Americans have lost recognition of the difference between government action and private action. While government should not be allowed to discriminate, the use of government threats to force a private person to violate his deeply-held religious views is the height of intolerance yet that is the position of so many liberals who at all other times pine for “tolerance” and “diversity.” (I do not accept the argument that opening a business suddenly makes someone a “public accommodation” and makes individuals’ beliefs irrelevant.)

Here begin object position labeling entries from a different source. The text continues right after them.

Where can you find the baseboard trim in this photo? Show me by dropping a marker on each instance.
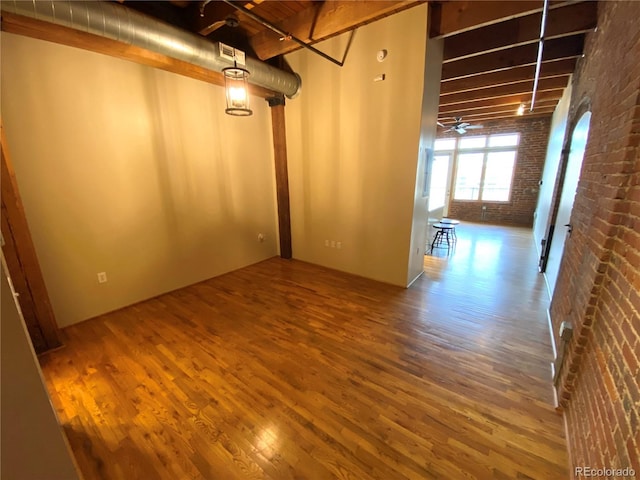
(572, 471)
(417, 277)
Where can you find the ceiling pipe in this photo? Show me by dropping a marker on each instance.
(283, 35)
(117, 22)
(536, 78)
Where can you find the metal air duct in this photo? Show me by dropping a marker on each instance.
(116, 22)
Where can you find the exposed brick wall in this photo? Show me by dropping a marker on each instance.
(598, 288)
(534, 135)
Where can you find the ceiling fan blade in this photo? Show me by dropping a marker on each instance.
(213, 27)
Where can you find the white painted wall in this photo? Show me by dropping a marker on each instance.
(33, 446)
(552, 162)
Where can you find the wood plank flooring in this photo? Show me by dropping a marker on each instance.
(286, 370)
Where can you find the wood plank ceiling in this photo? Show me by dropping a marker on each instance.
(490, 47)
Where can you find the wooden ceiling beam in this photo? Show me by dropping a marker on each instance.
(511, 100)
(509, 109)
(524, 87)
(553, 68)
(561, 22)
(559, 48)
(324, 20)
(449, 18)
(29, 27)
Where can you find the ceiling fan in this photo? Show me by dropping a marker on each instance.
(459, 126)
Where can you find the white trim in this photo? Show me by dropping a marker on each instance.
(553, 340)
(417, 277)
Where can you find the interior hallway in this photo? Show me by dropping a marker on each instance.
(288, 370)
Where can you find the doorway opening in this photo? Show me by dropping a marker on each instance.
(561, 227)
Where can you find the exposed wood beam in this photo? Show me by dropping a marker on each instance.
(465, 112)
(552, 68)
(29, 27)
(561, 22)
(512, 100)
(568, 47)
(552, 83)
(323, 20)
(278, 126)
(23, 248)
(449, 18)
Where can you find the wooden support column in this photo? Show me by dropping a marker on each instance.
(282, 176)
(22, 262)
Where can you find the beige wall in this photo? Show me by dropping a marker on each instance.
(132, 171)
(428, 127)
(33, 445)
(353, 149)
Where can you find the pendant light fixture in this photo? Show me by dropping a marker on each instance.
(236, 85)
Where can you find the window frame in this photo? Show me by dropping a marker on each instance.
(485, 152)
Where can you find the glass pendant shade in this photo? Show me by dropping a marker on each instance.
(237, 89)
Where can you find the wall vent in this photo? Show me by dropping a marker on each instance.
(231, 54)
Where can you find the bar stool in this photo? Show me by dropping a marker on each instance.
(451, 221)
(445, 233)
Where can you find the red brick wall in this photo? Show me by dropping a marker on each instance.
(534, 135)
(598, 288)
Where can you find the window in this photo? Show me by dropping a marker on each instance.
(484, 165)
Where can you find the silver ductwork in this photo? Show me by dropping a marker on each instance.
(116, 22)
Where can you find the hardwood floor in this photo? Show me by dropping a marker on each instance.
(286, 370)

In the New Mexico case, Judge Bosson said that the ruling “teaches that at some point in our lives all of us must compromise, if only a little, to accommodate the contrasting values of others.” I disagree, particularly when the compromise comes at the point of a government gun.
He added that the photographers “have to channel their conduct, not their beliefs, so as to leave space for other Americans who believe something different.” In other words, per this judge, they must behave contrary to their beliefs because “it is the price of citizenship.”
No, sir, your view is a reprehensible misunderstanding of what the United States of America is. There need not be — indeed there must not be — any such price, at least not in a country that was founded to be the Home of the Free.
I encourage Indiana Republicans to strengthen, not weaken, their new religious freedom law and remind themselves that free expression of religion is in the FIRST Amendment to the Constitution for a reason, whereas I seem to have missed the section about the right to demand wedding photographs.